(VP081) PARACRINE FACTORS REGULATE INTRACELLULAR TRAFFICKING OF GLUCAGON IN PANCREATIC ALPHA CELLS

Background: Patients with diabetes mellitus often present with hyperglycemia. One potential cause of hyperglycemia may be hyperglucagonemia, or excess glucagon secretion, from pancreatic alpha cells. Defective alpha cell secretory responses to glucose and paracrine effectors in both Type 1 and Type 2 diabetes may contribute to the development of hyperglucagonemia. Our lab investigates the intracellular trafficking pathways of the alpha cell to examine cellular mechanisms that underlie hyperglucagonemia. Our previous work has shown that glucagon secretion is: 1) mediated by networks of proteins that respond to glucose and the paracrine effectors insulin and gamma-aminobutyric acid (GABA), and 2) regulated by being directed to the endo-lysosomal pathway by a neuronal protein, Stathmin2(Stmn2). We hypothesize that glucose, insulin and GABA modulate glucagon secretion by increasing Stmn2-mediated lysosomal trafficking of glucagon in alpha cells.

METHODS AND RESULTS: AlphaTC1-6 cells, a glucagon-secreting alpha cell line, were treated with 1 nM insulin and 25 µM GABA in media containing high (25 mM) or low glucose (5.5 mM) for 24 hours. K+-stimulated glucagon secretion was measured by ELISA and intracellular trafficking was determined by confocal immunofluorescence microscopy analyzed by ImageJ Fiji and Pearson correlation. There were no significant differences in K+-stimulated glucagon secretion among treatment groups. Immunofluorescence microscopy showed that glucagon co-localized with the exocytosis marker Syntaxin-1A (Pearson Correlation 0.4 ± 0.01), which significantly decreased (p < 0.01, n=3) upon treatment with insulin and GABA. Co-localization of glucagon and the lysosomal marker LAMP1 did not change with insulin and GABA. There was significantly higher co-localization of glucagon with Syntaxin-1A than with LAMP1 (p < 0.01, n=3).
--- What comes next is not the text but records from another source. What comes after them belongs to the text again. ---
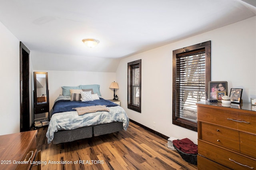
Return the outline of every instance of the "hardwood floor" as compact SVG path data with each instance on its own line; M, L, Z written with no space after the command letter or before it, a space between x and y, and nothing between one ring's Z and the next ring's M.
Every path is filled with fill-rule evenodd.
M42 170L197 169L167 148L166 140L130 122L127 131L56 145L47 144L47 130L37 136Z

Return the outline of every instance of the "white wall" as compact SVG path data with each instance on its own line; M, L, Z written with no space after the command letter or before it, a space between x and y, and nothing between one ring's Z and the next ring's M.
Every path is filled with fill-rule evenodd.
M0 135L20 132L20 41L0 22Z
M30 56L33 57L33 52L30 53ZM98 84L100 85L102 97L106 99L113 99L114 92L109 87L112 82L116 81L115 73L50 70L34 70L33 71L48 72L50 110L52 108L55 100L62 94L62 86ZM50 112L51 113L52 111Z
M169 136L197 143L197 133L172 124L172 51L211 41L211 81L256 96L256 17L122 59L116 71L119 98L129 117ZM127 63L142 59L142 112L127 109ZM121 94L121 95L120 95ZM153 122L156 127L153 127Z

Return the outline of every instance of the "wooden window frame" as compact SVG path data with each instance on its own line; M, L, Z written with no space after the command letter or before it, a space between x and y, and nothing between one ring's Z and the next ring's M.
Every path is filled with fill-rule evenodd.
M132 69L133 67L136 67L138 65L139 68L139 104L136 106L133 103L132 98L133 96L135 95L132 92L132 85L131 84L130 79L131 76L132 76L132 73L131 72ZM127 78L127 85L128 85L128 98L127 98L127 107L128 109L133 110L136 112L141 113L141 59L135 61L134 61L130 62L128 63L128 78Z
M178 95L176 91L176 64L177 57L184 55L193 54L195 51L204 49L205 51L205 95L206 100L208 97L208 84L211 80L211 41L195 44L173 51L172 55L172 124L197 132L197 123L185 119L177 116L176 103Z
Weak co-localization was observed between Stmn2 and Syntaxin-1A (PCC 0.18± 0.011). To better follow the intracellular trafficking of Stmn2, we generated a Stmn2-EGFP fluorescence reporter and localized it to a subset of glucagon-positive vesicles in transfected alphaTC1-6 cells.

Conclusion: Our results suggest that glucagon exocytosis from the readily-releasable pool of secretory granules was sensitive to the paracrine regulators insulin and GABA, and that the lysosomal compartment containing glucagon may be insensitive to regulation by paracrine factors. These changes could not be detected by ELISA. Our results also suggest that Stmn2 may not play a significant role in the trafficking of glucagon to secretory granules. With the use of Stmn2-GFP reporter generated in our lab, further experiments will determine the role of Stmn2 in the intracellular trafficking of glucagon as mediated by paracrine factors.